Cela doit commencer par une petite révolution pour les créations graphiques affichées sur les camions, une pratique artistique particulièrement vivante dans toute la région comme on l'a vu précédemment : désormais, elles devront utiliser exclusivement la langue classique et donc éviter toute forme dialectale (voir cet article du Hayat).
C'est en tout cas ce que voudrait le très officiel "Comité pour le renforcement de la langue" (لجنة تمكين اللغة) qui demande également que toutes les enseignes – à l’exception de celles des grandes chaînes internationales – soient désormais rédigées en arabe (classique) avec, le cas échéant, une traduction, en caractères latins plus petits et en dessous de la version arabe. Pour trouver le bar branché Neutron, il faudra donc désormais chercher dans le dictionnaire la traduction du très classique نواة Nawât !
Idem pour les prêcheurs des mosquées et les profs dans les écoles qui devront s’abstenir de tout dialectalisme. Sans oublier les acteurs du feuilleton culte Bâb al-hâra, qui, pour la troisième série programmée pour le prochain ramadan, devront interpréter des voyous et autres fiers à bras tyrannisant les quartiers populaires du vieux Damas en s’exprimant dans une langue parfaitement châtiée !...
Cette exigence de "pureté linguistique", que la Commission voudrait imposer y compris aux chauffeurs de bus (!), poursuit en fait une quête ouverte depuis la Renaissance arabe du XIXe qui plaça au cœur de son projet culturel et politique la question de la langue et de sa généralisation, dans une version modernisée et unifiée, à l’ensemble de la "communauté arabophone" (en arabe, oumma ‘arabiyya, une expression qui, naturellement, relève tout aussi bien du vocabulaire politique).
Le soin qu’il met à "arabiser" les rues de Damas le montre assez : le "cœur battant de l’arabité" (قلب العروبة النابض), comme aime à se décrire le pouvoir syrien, compte bien tirer tout le profit possible de l’événement qui tombe à point nommé comme le note le quotidien libanais Al-Safir, réputé ne pas être hostile à Damas…
Et pour mieux faire passer le message, les cartons d’invitation portaient cette citation de Nizar Kabbani, le très célèbre poète damascène récemment décédé : دمشق ليست سيفا أمويا على جدار العروبة أنها العروبة نفسها (Damas n’est pas une épée omeyyade sur les murailles de l’arabité, elle est l’arabité même !)
Il faut dire que les autorités syriennes y ont mis le prix : 6 millions de dollars pour une petite semaine de représentations (durant lesquelles Fairouz, selon un article fielleux sur le site saoudien Elaph, chantera en play-back !) Pas étonnant dès lors que les places les moins chères soient annoncées à 100 dollars (grosso modo l’équivalent d’un petit salaire mensuel de la fonction publique) ! Et pourtant, elles se sont arrachées en un clin d'oeil et deux soirées supplémentaires ont été décidées.
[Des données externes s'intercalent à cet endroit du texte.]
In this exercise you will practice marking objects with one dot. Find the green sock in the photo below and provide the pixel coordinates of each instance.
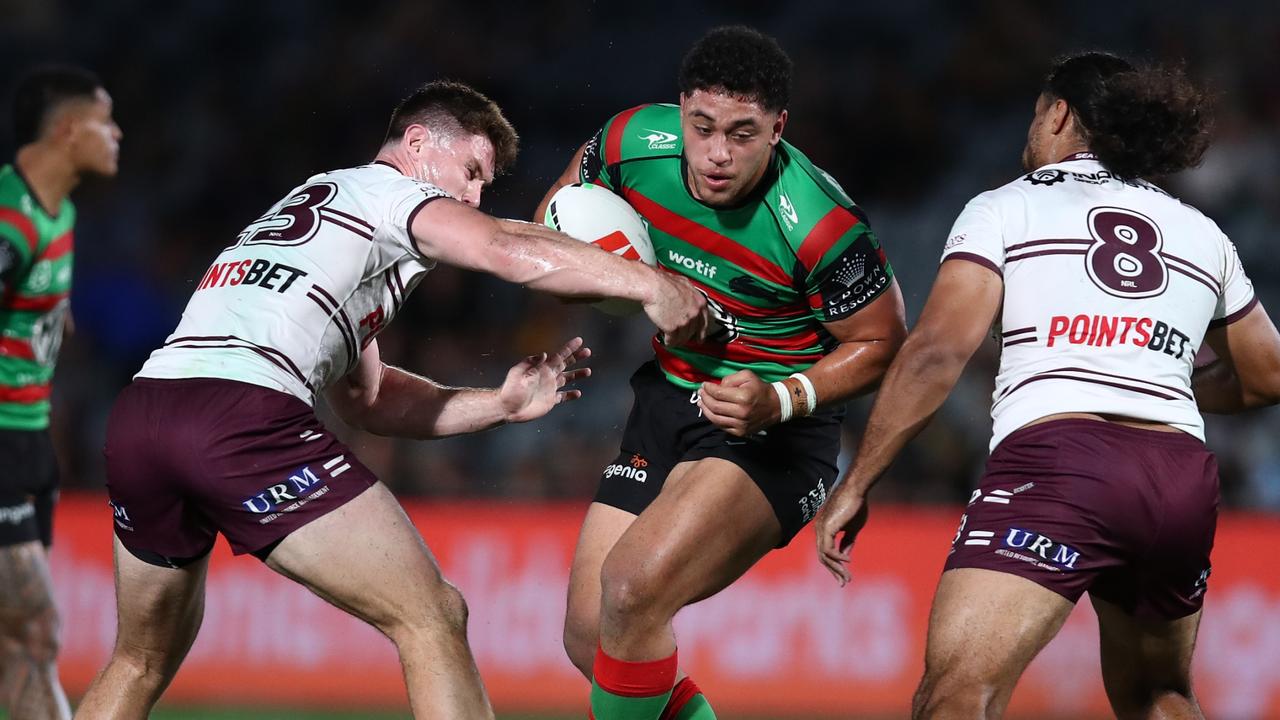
(631, 691)
(608, 706)
(696, 709)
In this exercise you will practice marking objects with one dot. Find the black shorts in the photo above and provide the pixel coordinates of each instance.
(794, 464)
(28, 487)
(1123, 513)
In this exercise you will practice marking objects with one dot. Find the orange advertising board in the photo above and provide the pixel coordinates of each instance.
(784, 641)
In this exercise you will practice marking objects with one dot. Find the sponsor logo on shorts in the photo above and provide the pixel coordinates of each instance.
(16, 514)
(301, 487)
(813, 501)
(1201, 583)
(120, 514)
(1040, 550)
(634, 469)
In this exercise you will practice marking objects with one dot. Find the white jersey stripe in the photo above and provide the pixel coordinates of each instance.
(1104, 291)
(266, 311)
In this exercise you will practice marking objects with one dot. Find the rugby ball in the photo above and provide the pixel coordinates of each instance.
(594, 214)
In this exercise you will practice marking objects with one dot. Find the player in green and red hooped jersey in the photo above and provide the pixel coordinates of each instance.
(64, 131)
(709, 187)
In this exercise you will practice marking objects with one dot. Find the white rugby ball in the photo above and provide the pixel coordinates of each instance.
(594, 214)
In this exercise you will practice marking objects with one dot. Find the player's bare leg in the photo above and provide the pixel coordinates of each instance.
(679, 551)
(368, 559)
(28, 621)
(1147, 665)
(986, 627)
(159, 611)
(602, 528)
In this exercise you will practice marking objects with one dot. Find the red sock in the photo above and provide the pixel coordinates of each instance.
(634, 679)
(680, 696)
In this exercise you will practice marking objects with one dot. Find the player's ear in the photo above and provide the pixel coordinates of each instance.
(1060, 117)
(415, 137)
(777, 127)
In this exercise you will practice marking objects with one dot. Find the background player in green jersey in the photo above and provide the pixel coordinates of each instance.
(731, 446)
(64, 131)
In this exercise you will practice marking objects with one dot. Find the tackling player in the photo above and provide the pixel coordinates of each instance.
(731, 446)
(216, 433)
(1101, 287)
(64, 132)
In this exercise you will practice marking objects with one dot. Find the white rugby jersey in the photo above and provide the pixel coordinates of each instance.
(1110, 287)
(305, 287)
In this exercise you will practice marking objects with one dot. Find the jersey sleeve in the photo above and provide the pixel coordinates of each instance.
(593, 168)
(403, 200)
(1237, 297)
(846, 268)
(978, 235)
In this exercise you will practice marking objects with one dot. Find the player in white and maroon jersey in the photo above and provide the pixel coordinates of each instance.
(1101, 288)
(216, 433)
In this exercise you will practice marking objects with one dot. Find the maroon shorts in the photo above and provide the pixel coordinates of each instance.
(188, 459)
(1083, 505)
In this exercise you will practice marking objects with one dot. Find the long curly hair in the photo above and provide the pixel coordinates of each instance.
(740, 62)
(1141, 122)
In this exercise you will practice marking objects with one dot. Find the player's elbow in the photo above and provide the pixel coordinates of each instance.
(1262, 391)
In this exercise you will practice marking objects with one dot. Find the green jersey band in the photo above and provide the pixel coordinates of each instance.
(36, 287)
(794, 256)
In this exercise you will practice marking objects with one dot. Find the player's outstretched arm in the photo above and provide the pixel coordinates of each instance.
(391, 401)
(743, 404)
(1247, 370)
(543, 259)
(956, 318)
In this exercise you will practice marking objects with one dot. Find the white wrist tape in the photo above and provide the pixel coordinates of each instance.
(810, 393)
(784, 400)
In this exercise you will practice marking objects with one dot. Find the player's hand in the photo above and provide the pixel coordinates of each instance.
(741, 404)
(845, 513)
(679, 309)
(536, 383)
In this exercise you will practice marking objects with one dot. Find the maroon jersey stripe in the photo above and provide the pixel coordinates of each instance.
(62, 245)
(36, 302)
(23, 393)
(823, 236)
(707, 240)
(16, 347)
(679, 367)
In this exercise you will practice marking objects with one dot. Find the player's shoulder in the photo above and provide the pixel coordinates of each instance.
(805, 199)
(14, 194)
(801, 177)
(641, 132)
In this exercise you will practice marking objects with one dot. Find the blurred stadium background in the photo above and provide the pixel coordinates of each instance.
(913, 105)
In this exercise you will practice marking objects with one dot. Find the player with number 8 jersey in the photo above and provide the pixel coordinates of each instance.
(1101, 288)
Pour certains, ce ne sont pas les conditions financières de ce tour de chant qui font problème, mais son principe : comment la gloire nationale libanaise peut-elle ainsi accepter de se rendre et de se vendre dans la capitale voisine, source de tous les maux du pays du cèdre ?
En écho à une puissante campagne dans la presse et sur les TV locales, le tonitruant Walid Joumblat, membre de la "majorité du 14 mars", a ainsi dénoncé "certaines voix estimables collaborant avec des services de renseignements syriens qui apprécient le meurtre, la tyrannie, l’oppression, l’injustice et la force, mais certainement pas l’art". (أصوات غنائية قديرة تبرع لأجهزة الاستخبارات السورية التي تفهم ثقافة القتل والاستبداد والقهر والظلم والبطش ولا تقدر الفن )
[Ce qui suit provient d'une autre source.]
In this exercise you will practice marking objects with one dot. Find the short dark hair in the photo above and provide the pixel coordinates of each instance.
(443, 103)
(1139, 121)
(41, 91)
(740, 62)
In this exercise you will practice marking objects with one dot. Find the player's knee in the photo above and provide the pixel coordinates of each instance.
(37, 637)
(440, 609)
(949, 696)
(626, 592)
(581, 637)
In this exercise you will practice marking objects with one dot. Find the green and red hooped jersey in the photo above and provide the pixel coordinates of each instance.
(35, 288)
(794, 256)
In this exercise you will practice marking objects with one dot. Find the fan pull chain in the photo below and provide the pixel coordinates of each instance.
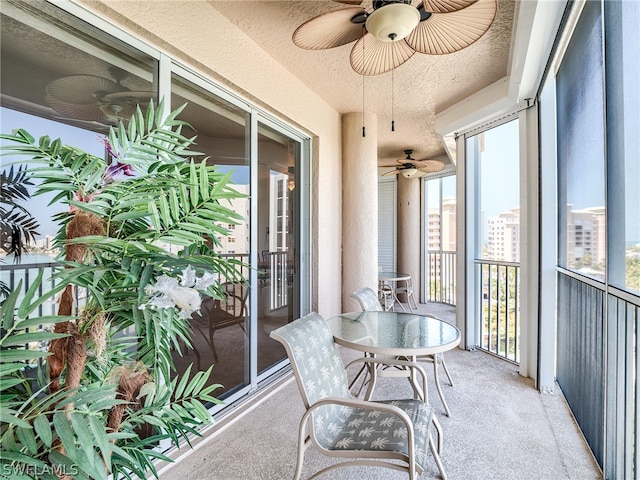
(393, 122)
(363, 130)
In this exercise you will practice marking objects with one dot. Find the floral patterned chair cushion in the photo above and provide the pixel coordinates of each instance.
(339, 424)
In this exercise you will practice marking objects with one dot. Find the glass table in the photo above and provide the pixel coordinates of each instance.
(395, 334)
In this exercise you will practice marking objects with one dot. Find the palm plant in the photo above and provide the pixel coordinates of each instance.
(107, 393)
(17, 225)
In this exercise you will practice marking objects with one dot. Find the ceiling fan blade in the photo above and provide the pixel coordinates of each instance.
(370, 56)
(444, 33)
(431, 166)
(87, 111)
(82, 89)
(329, 30)
(446, 6)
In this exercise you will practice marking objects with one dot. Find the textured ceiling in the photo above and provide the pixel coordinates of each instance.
(423, 86)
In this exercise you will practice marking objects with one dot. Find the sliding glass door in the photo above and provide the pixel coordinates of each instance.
(278, 213)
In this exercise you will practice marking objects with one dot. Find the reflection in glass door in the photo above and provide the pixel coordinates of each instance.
(278, 224)
(220, 333)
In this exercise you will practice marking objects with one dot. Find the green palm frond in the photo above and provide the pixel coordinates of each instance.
(172, 199)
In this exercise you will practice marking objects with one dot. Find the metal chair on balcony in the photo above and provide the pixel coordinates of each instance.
(217, 314)
(368, 302)
(405, 286)
(393, 433)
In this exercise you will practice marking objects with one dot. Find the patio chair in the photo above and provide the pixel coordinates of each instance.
(368, 302)
(407, 289)
(376, 433)
(216, 314)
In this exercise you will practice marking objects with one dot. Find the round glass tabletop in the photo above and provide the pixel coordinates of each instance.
(393, 333)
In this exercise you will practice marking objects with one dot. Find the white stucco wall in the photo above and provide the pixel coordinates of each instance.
(201, 38)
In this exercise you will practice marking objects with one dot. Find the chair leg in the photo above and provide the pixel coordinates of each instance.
(303, 443)
(410, 297)
(436, 456)
(438, 387)
(446, 370)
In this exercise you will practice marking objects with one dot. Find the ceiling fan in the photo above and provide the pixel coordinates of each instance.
(93, 98)
(410, 167)
(389, 32)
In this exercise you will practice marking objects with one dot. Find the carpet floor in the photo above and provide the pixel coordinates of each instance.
(500, 428)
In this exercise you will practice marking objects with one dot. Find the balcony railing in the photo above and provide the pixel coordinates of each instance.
(499, 322)
(441, 277)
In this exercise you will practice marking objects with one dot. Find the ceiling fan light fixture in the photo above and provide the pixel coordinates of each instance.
(393, 22)
(410, 172)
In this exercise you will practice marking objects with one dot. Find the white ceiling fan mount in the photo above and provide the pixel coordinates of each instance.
(409, 167)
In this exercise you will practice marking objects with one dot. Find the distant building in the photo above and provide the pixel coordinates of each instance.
(586, 232)
(503, 236)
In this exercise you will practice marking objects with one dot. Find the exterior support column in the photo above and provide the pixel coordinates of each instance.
(408, 234)
(359, 206)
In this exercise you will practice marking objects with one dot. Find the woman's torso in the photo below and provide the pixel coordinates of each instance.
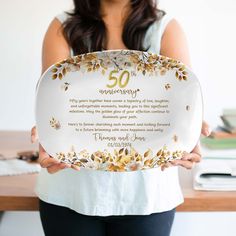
(105, 193)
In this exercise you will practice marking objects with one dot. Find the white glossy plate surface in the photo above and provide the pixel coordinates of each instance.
(118, 110)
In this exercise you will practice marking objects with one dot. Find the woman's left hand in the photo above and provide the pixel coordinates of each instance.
(188, 159)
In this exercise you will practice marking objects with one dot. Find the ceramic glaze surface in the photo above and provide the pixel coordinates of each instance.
(118, 110)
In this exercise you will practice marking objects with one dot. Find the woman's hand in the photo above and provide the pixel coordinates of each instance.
(189, 159)
(53, 165)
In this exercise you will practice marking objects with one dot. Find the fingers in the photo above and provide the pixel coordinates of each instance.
(189, 159)
(56, 167)
(34, 134)
(186, 164)
(53, 165)
(166, 165)
(206, 131)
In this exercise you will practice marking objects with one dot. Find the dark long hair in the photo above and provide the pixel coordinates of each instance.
(85, 29)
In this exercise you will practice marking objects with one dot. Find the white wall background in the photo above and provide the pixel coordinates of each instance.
(209, 26)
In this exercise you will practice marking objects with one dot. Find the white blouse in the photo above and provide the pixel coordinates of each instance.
(104, 193)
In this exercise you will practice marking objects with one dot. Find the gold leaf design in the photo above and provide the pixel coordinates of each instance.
(143, 62)
(120, 160)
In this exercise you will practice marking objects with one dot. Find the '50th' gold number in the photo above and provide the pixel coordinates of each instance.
(122, 80)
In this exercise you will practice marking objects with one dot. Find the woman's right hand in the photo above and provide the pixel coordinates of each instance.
(45, 160)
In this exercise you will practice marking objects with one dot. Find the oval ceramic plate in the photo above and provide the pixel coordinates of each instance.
(118, 110)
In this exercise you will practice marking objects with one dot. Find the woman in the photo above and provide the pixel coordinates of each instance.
(96, 203)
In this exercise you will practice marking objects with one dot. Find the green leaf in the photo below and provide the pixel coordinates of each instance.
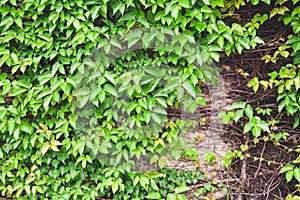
(248, 127)
(238, 115)
(254, 83)
(219, 3)
(297, 174)
(115, 187)
(249, 111)
(256, 131)
(289, 176)
(110, 89)
(45, 147)
(263, 125)
(201, 101)
(153, 195)
(181, 189)
(297, 82)
(237, 105)
(171, 197)
(189, 88)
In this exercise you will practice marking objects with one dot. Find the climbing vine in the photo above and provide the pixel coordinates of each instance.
(85, 92)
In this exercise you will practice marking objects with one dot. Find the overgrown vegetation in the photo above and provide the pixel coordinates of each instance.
(84, 94)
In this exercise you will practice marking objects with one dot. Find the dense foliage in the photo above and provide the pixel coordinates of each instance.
(80, 81)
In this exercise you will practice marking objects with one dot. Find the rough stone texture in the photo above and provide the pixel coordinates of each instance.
(205, 138)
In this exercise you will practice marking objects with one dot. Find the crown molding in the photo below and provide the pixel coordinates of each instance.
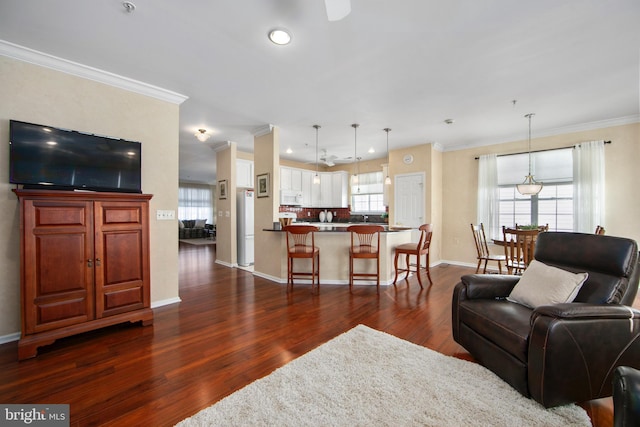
(600, 124)
(262, 130)
(42, 59)
(221, 146)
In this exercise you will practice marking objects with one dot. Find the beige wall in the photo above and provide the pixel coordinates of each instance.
(459, 188)
(226, 246)
(270, 258)
(40, 95)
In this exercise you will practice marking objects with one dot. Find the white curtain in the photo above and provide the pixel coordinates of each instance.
(488, 195)
(588, 186)
(195, 201)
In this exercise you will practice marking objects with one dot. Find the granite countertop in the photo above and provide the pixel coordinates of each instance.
(341, 227)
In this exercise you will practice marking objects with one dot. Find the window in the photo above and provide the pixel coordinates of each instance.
(553, 205)
(367, 194)
(195, 202)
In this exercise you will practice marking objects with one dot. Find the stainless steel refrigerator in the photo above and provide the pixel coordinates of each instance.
(245, 227)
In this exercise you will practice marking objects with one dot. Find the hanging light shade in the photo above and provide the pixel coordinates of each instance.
(355, 152)
(316, 177)
(387, 180)
(529, 187)
(202, 135)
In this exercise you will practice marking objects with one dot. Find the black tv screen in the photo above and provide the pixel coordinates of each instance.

La chanteuse n’a pas daigné répondre, mais sa fille l’a fait pour elle (article dans Al-Quds al-'arabi) en rappelant que sa mère, avec les Rahbani, ont été de toutes les causes et en refusant donc une "politisation" (تسييس), particulièrement vaine dès lors que les forces syriennes ont quitté le pays (depuis bientôt trois ans comme on s’en souvient).
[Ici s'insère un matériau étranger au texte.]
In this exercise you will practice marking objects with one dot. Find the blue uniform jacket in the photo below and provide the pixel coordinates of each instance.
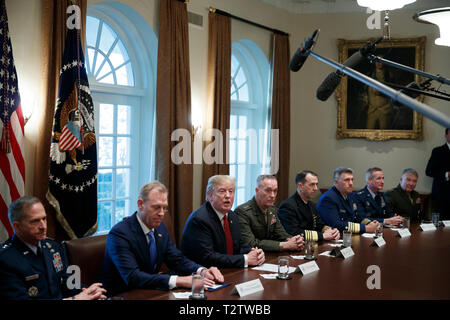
(203, 239)
(339, 213)
(24, 275)
(127, 258)
(368, 208)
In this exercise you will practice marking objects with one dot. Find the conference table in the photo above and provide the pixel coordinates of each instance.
(413, 267)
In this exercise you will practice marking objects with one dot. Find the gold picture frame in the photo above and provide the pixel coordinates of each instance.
(364, 112)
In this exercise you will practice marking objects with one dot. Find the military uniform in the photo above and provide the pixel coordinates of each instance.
(403, 204)
(369, 208)
(340, 213)
(26, 275)
(301, 218)
(261, 229)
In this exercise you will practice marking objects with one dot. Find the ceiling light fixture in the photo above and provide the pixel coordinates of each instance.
(439, 17)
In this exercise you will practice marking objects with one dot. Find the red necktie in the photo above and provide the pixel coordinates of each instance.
(229, 240)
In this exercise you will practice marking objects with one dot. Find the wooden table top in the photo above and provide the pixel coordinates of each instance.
(416, 267)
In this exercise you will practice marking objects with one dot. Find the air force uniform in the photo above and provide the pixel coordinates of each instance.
(370, 207)
(25, 274)
(340, 213)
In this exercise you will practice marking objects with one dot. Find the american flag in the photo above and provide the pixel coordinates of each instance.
(12, 165)
(72, 186)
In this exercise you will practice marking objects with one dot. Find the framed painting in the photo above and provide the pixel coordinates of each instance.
(364, 112)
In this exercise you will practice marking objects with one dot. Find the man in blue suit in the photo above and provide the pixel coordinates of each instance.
(337, 207)
(32, 266)
(212, 235)
(137, 246)
(371, 201)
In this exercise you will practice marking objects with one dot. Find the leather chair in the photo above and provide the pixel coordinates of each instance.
(88, 254)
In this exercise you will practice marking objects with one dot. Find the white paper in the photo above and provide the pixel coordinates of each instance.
(248, 287)
(181, 295)
(368, 235)
(269, 275)
(427, 227)
(380, 241)
(270, 267)
(308, 267)
(298, 257)
(404, 233)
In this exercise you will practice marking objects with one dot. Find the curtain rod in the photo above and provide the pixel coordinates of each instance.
(218, 11)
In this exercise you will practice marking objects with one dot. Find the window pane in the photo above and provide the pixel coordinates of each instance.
(233, 151)
(122, 183)
(123, 119)
(107, 38)
(105, 151)
(123, 151)
(124, 75)
(106, 118)
(121, 210)
(242, 150)
(104, 185)
(92, 26)
(243, 93)
(241, 175)
(104, 215)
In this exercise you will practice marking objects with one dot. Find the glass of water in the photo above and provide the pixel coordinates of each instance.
(435, 218)
(347, 238)
(198, 291)
(283, 267)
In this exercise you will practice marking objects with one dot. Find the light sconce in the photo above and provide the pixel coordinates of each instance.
(439, 17)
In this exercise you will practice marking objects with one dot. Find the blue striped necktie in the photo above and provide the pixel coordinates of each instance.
(152, 246)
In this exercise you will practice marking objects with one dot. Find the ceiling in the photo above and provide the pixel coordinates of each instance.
(336, 6)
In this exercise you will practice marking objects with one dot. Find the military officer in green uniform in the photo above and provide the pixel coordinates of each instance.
(260, 226)
(33, 266)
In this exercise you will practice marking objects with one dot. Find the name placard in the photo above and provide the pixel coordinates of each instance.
(403, 233)
(246, 288)
(307, 268)
(379, 242)
(427, 227)
(347, 252)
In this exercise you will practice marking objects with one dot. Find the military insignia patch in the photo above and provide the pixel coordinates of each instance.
(57, 263)
(33, 291)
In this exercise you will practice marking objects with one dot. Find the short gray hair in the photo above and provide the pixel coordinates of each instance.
(410, 171)
(143, 193)
(216, 180)
(263, 177)
(16, 210)
(339, 171)
(370, 171)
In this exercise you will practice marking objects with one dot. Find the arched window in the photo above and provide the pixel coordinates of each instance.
(249, 118)
(124, 99)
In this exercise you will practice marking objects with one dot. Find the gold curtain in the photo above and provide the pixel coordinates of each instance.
(281, 103)
(173, 111)
(54, 29)
(219, 83)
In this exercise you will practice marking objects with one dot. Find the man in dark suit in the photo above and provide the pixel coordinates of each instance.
(371, 202)
(212, 235)
(403, 199)
(137, 246)
(438, 168)
(298, 213)
(33, 266)
(337, 207)
(260, 226)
Quant à ceux qui reprochent à Fairouz de se produire dans un pays de répression, un Marocain, Abdessalam Benaïssa, leur répond que, si la liberté doit être un critère, il n’y aura pas beaucoup d’endroit pour chanter dans le monde arabe !
Au-delà de la seule "affaire" Fairouz, une pétition appelle les intellectuels arabes qui se produiront à Damas à exiger des gestes concrets de la part des autorités, pour empêcher la destruction de secteurs entiers de la vieille ville menacés par de mauvais programmes de rénovation et par la spéculation mais surtout pour exiger la libération de très nombreux prisonniers d’opinion au premier rang desquels figurent le journaliste Michel Kilo, l’avocat Anouar al-Bounni et l’universitaire Aref Dalila.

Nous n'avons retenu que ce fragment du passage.